The students are put through an intensive boot camp over the summer where they are taught basic programming concepts. The camp took place at Betamore, a non-profit in Baltimore dedicated to educating and developing entrepreneurs and preparing them to work with the 21st century economy.
After the boot camp the kids are placed with other Baltimore programming companies like Sparkypants for their internships. Currently, only four companies are offering the internship positions, but the number is expected to grow as the program does.
Wilkins’ prior knowledge and ability awed Denis and other instructors. Along with the custom computer he built, Wilkins was also able to build a fully functional website from the ground up.
Having experienced a wildly successful first year, the staff at Code in the Schools is looking towards program expansion in the future.
This year’s Prodigy class holds only four students who stood out to the teachers at their high schools. The program staff looked for kids who many perceived as having high achievement potential and a lot of talent.
Moving forward, however, the program wants to eventually develop students who are not necessarily high achievers. This way, Denis said more kids will have an opportunity to learn skills that are not a part of normal public school curriculum.
Code in the Schools has partnered with the Baltimore City government to give more kids like Wilkins an opportunity to enter the program.
Next year’s applicants will be able to apply through the city government’s Office of Youth Works, which helps kids ages 14 to 21 find work and possible careers in fields that match their interests and aspirations. The Prodigy Program would be open to those who are at least 17.

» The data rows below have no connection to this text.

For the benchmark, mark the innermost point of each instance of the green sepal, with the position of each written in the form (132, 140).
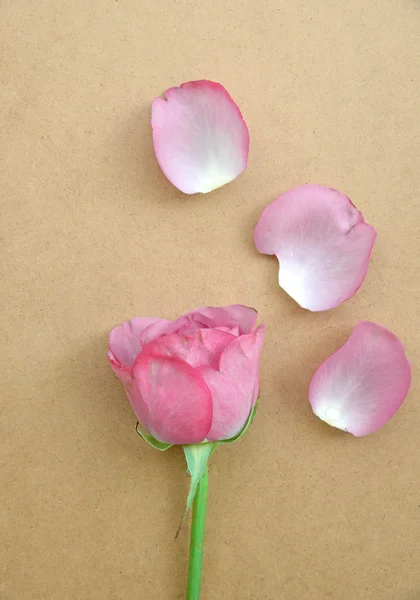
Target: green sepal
(151, 440)
(244, 430)
(197, 456)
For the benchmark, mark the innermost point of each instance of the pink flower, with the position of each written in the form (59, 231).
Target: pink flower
(322, 243)
(200, 138)
(192, 379)
(363, 384)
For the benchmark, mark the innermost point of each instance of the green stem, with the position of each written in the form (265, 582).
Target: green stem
(197, 538)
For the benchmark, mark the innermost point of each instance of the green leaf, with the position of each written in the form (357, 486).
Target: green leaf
(197, 456)
(151, 440)
(245, 429)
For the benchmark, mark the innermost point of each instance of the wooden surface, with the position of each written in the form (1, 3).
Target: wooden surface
(93, 234)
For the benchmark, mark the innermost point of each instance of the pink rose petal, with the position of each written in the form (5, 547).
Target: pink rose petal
(362, 385)
(235, 386)
(200, 138)
(203, 348)
(125, 344)
(170, 399)
(322, 243)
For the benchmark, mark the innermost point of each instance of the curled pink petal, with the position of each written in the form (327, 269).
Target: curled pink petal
(200, 138)
(322, 243)
(203, 348)
(362, 385)
(125, 344)
(235, 386)
(170, 399)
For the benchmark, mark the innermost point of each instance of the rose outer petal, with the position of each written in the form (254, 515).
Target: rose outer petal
(125, 344)
(235, 386)
(170, 399)
(362, 385)
(200, 138)
(322, 243)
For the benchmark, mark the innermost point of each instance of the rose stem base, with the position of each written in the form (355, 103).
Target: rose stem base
(197, 538)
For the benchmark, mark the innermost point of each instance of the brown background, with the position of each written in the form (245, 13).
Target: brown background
(94, 234)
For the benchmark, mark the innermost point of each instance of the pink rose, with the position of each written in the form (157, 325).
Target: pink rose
(194, 379)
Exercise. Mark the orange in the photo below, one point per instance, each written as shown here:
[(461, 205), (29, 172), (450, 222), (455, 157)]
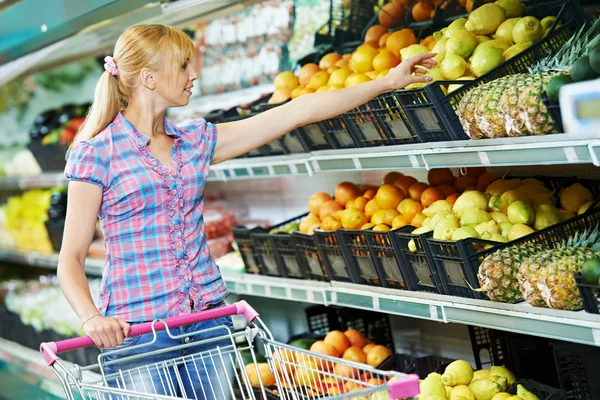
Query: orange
[(286, 80), (375, 33), (389, 196), (346, 191), (399, 40), (385, 60), (368, 347), (356, 79), (384, 217), (452, 198), (305, 90), (356, 338), (440, 176), (431, 195), (280, 95), (353, 219), (362, 59), (370, 193), (338, 77), (329, 60), (338, 340), (331, 223), (383, 39), (359, 203), (355, 354), (328, 208), (371, 208), (422, 11), (447, 189), (367, 226), (318, 79), (463, 182), (404, 183), (316, 201), (400, 221), (416, 190), (484, 180), (409, 208), (391, 177), (417, 220), (324, 349), (391, 15), (306, 72), (377, 355)]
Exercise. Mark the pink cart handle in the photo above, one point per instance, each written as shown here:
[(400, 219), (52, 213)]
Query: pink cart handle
[(51, 349)]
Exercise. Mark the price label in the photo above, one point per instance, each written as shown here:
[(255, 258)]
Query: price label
[(433, 312), (571, 155), (414, 161), (483, 157), (376, 303)]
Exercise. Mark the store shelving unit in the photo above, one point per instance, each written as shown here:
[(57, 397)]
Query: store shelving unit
[(579, 327), (560, 149)]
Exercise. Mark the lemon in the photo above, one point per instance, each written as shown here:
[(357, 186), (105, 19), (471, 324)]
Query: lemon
[(504, 31), (462, 43), (486, 59), (527, 29), (514, 8), (455, 26), (486, 19), (453, 67)]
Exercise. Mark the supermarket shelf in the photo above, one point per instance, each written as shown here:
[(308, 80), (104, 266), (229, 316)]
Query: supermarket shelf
[(560, 149), (579, 327)]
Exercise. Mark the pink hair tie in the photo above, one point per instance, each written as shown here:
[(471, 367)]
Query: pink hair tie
[(110, 66)]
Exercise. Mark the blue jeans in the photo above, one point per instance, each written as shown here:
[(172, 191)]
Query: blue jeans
[(195, 372)]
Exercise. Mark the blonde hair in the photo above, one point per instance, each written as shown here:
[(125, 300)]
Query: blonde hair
[(141, 46)]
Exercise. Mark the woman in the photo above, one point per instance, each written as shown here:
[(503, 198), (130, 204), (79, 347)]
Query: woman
[(144, 177)]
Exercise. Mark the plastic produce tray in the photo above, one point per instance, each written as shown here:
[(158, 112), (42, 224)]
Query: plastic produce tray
[(308, 257), (432, 113), (418, 267), (458, 262), (389, 267), (381, 121), (273, 251)]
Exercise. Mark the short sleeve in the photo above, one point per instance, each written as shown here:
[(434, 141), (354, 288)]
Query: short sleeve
[(206, 136), (85, 165)]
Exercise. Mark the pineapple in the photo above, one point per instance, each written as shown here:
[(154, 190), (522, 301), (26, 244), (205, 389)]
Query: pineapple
[(498, 273), (547, 279)]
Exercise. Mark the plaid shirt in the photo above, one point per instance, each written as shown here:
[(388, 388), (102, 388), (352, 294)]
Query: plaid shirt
[(151, 216)]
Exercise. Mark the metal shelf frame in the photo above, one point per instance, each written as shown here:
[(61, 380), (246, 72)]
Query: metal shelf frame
[(578, 327)]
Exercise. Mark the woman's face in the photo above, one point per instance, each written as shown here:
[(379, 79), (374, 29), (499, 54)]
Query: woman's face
[(175, 85)]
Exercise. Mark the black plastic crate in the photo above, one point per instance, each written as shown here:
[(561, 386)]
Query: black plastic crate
[(543, 392), (381, 121), (357, 254), (385, 260), (308, 257), (458, 262), (269, 259), (418, 265), (50, 157), (578, 370), (590, 295), (423, 366), (330, 250), (432, 113), (55, 228)]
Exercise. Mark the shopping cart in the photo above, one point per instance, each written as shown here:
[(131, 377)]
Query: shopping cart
[(216, 366)]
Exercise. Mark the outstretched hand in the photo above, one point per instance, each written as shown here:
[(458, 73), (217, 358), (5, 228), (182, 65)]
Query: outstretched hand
[(401, 76)]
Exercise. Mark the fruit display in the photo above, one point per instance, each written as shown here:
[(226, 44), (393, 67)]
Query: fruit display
[(513, 105)]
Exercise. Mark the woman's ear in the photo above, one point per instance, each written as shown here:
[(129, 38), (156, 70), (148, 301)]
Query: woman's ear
[(147, 78)]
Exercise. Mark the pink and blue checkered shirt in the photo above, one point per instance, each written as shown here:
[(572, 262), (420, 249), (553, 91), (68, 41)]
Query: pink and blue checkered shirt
[(151, 216)]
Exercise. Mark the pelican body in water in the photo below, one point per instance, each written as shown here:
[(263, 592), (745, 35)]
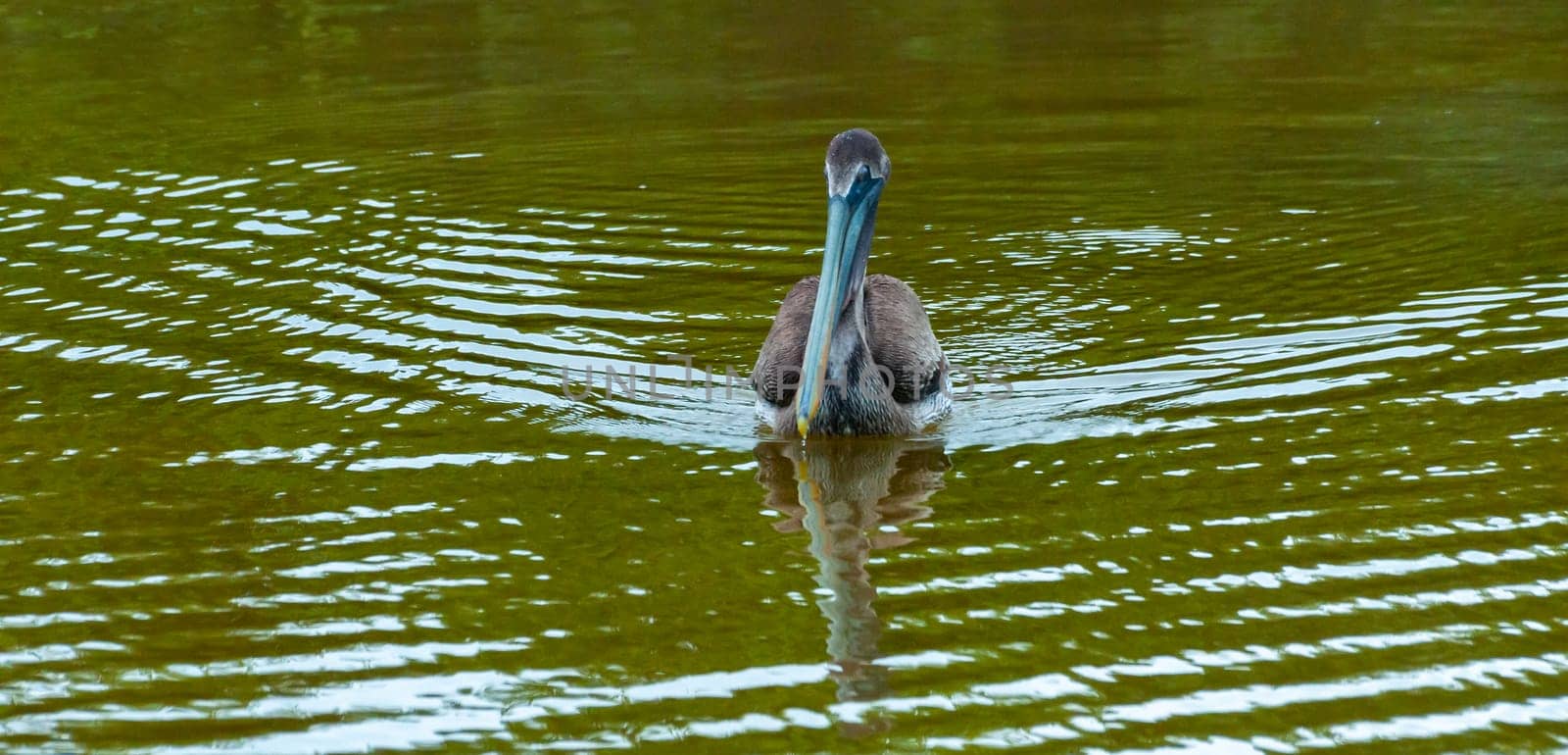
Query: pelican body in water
[(852, 353)]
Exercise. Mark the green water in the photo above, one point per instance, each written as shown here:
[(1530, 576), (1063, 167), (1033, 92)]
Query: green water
[(287, 289)]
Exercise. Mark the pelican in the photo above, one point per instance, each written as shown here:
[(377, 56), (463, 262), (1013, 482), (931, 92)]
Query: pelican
[(852, 353)]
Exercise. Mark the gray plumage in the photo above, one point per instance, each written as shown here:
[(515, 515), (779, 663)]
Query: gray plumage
[(885, 371)]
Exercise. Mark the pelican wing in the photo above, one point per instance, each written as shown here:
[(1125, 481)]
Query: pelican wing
[(901, 337)]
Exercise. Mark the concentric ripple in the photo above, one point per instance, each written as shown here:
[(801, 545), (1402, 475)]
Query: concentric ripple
[(373, 378)]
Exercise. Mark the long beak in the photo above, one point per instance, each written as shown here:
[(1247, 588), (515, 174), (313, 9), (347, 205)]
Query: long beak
[(851, 222)]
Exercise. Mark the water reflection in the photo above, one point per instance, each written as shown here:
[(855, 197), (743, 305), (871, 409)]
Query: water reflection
[(852, 496)]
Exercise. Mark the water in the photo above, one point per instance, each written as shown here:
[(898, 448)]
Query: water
[(286, 294)]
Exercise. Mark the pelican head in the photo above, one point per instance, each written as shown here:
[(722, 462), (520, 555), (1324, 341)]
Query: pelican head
[(857, 172)]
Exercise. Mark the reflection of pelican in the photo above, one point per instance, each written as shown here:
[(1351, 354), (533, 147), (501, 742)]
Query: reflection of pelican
[(843, 493), (858, 349)]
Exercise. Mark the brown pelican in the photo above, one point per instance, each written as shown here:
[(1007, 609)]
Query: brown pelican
[(852, 353)]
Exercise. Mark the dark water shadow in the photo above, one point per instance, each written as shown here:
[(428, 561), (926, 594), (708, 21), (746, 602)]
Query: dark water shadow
[(849, 495)]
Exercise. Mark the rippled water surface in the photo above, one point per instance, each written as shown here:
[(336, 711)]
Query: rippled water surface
[(287, 290)]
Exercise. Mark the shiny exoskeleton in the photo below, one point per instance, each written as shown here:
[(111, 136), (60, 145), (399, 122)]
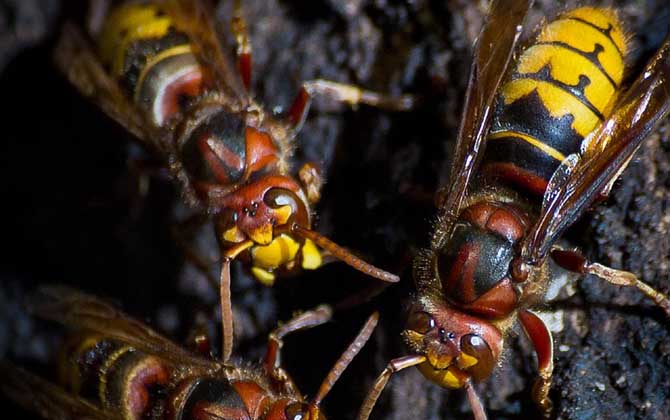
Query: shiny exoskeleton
[(119, 368), (159, 69), (534, 151)]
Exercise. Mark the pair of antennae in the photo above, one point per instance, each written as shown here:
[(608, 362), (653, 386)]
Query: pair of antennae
[(323, 242)]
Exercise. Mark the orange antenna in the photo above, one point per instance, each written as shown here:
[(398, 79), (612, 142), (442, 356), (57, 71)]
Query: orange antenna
[(342, 363), (344, 255), (224, 295)]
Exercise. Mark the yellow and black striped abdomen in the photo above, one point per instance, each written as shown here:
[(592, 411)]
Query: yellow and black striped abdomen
[(152, 60), (562, 87), (113, 375)]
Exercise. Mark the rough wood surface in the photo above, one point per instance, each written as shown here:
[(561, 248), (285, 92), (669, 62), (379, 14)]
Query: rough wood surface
[(71, 214)]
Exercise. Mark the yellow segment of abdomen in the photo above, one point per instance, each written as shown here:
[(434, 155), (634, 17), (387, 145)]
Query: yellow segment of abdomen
[(127, 24), (562, 87)]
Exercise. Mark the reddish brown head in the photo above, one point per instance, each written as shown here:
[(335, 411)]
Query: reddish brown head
[(457, 346), (292, 410), (256, 209)]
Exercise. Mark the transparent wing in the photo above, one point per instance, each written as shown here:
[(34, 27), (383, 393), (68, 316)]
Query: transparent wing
[(44, 398), (76, 309), (610, 148), (492, 53), (197, 19)]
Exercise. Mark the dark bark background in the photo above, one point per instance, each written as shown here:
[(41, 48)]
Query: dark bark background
[(72, 213)]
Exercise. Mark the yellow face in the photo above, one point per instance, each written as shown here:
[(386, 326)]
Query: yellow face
[(454, 345), (283, 252)]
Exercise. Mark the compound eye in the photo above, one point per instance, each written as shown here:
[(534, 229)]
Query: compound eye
[(297, 411), (284, 203), (420, 322), (475, 346), (226, 226), (280, 197)]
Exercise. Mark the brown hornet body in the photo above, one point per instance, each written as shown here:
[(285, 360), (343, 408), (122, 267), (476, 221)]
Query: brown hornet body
[(159, 68), (538, 144), (118, 368)]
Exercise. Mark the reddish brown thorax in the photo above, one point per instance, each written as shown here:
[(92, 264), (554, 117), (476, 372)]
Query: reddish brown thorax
[(474, 267)]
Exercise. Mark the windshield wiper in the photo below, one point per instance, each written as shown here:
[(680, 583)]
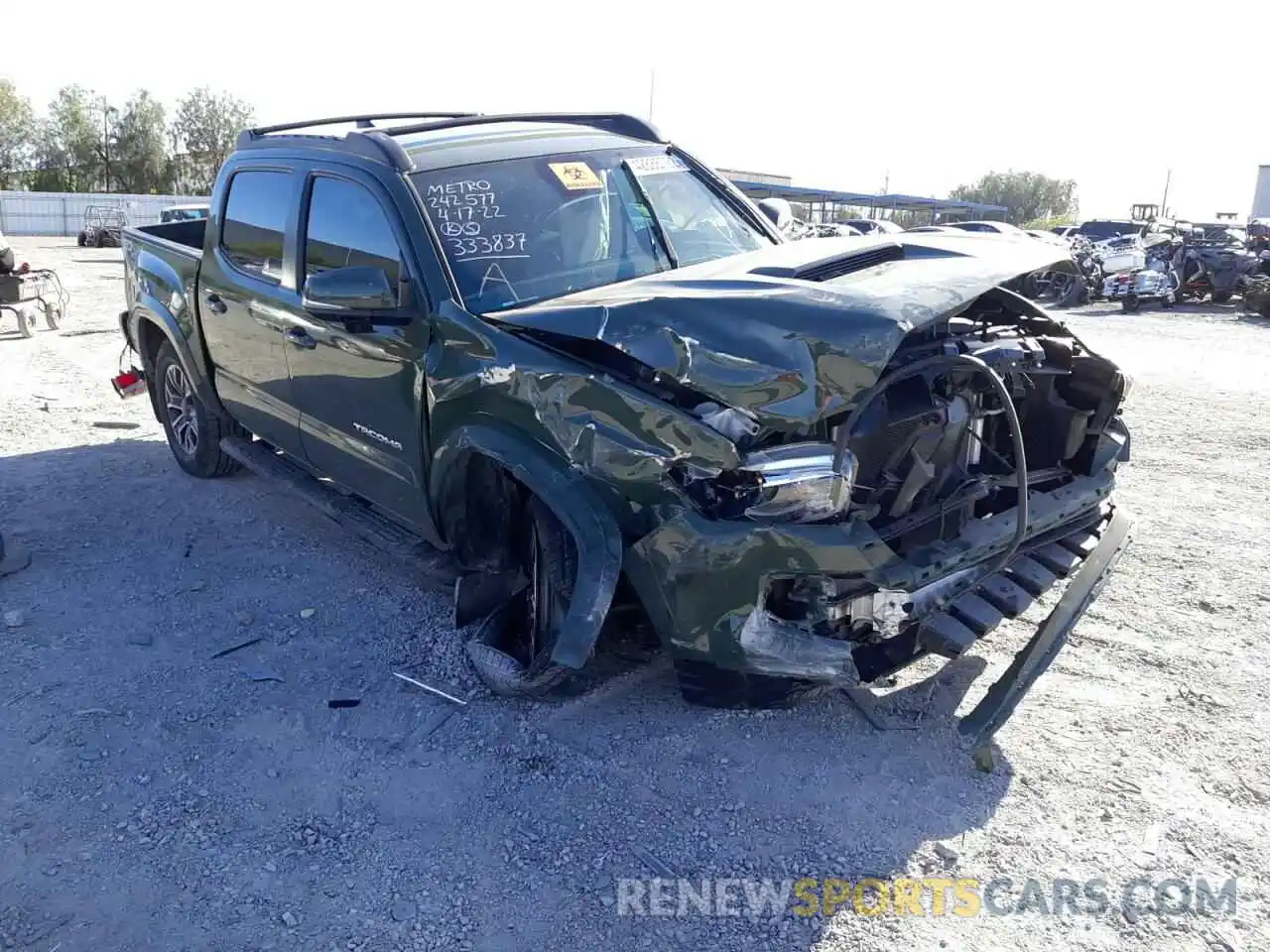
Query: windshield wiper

While the new students are flooding in looking for new internships, Wilkins hopes to retain his job. He said he chose Towson so he could continue working with Sparkypants while earning his degree.
Working with the gaming company has been fun for Wilkins, but his goals reach further than the video gaming world. He hopes to help companies like Google develop software that improves society, such as the driverless car project that is currently under development at the company.
While not exactly certain what direction he will go in, one thing remains certain.“I just want to be a programmer,” Wilkins said.